DETROIT – Neither Tigers chairman/CEO Christopher Ilitch nor general manager Al Avila provided much detail on the Tigers’ offseason spending plans. But both said there’s a plan on how they’ll ramp up the team’s financial resources and make upgrades to the roster in a push to vault back into playoff contention.
“At the beginning of this process, we had a plan, and we’ve consistently executed against that plan,” Ilitch said Friday. “It really started with a lot of off-field changes that we need to make in our organization. Al has talked about those, I have talked about those a lot in the past, whether it be upgraded in the areas of our scouting and drafting and analytics and player development. We’re starting to see a lot of progress from those efforts manifest now.

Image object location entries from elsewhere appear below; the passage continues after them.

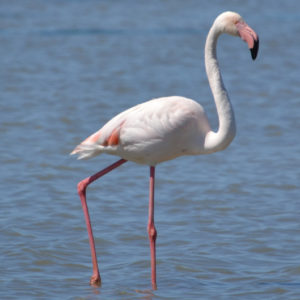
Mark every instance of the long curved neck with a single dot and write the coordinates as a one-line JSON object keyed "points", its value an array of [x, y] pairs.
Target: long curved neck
{"points": [[216, 141]]}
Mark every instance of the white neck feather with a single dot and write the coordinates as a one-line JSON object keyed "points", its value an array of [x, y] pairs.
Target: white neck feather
{"points": [[216, 141]]}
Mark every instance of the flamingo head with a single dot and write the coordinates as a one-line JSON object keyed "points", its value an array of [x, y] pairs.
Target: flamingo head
{"points": [[233, 24]]}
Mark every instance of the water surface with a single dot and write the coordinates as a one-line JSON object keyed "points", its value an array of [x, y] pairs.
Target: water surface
{"points": [[228, 224]]}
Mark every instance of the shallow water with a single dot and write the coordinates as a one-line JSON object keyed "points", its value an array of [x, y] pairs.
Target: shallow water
{"points": [[228, 223]]}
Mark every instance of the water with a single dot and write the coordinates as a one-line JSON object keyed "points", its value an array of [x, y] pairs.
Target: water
{"points": [[228, 224]]}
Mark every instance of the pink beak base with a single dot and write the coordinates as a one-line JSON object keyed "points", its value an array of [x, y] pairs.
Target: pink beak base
{"points": [[248, 35]]}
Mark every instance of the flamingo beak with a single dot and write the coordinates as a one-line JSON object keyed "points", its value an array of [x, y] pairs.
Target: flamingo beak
{"points": [[248, 35]]}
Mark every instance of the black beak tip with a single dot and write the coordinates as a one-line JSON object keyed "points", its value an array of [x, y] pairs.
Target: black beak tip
{"points": [[254, 50]]}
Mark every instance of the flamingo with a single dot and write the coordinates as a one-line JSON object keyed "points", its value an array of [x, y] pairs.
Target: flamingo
{"points": [[165, 128]]}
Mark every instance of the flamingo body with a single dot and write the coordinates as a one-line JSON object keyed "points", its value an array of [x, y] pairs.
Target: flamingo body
{"points": [[165, 128], [152, 132]]}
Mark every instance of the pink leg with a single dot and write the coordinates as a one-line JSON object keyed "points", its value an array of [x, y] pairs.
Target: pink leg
{"points": [[82, 185], [151, 228]]}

And where we go from here, there’s a plan.”
Part of that plan was their gradual shedding of long-term contract commitments. The Tigers have three players under guaranteed contracts for next season: Miguel Cabrera ($32 million), Jonathan Schoop ($7.5 million) and Robbie Grossman ($5 million).
Those commitments don’t include arbitration-eligible players, led by Jeimer Candelario, whose second-half surge has powered him into Detroit’s long-term plans.
“[Manager] A.J. [Hinch] and I have talked about Jeimer many times, and for sure he’s a guy that we would count on here going into the future,” Avila said Friday. “He’s done a great job, and in the second half, he’s stepped it up even moreso, even power-wise. So he’s looking at those arbitration numbers, for sure.”
One other specific Avila offered going forward was that their upgrades would probably be a multi-year effort, rather than one big splurge.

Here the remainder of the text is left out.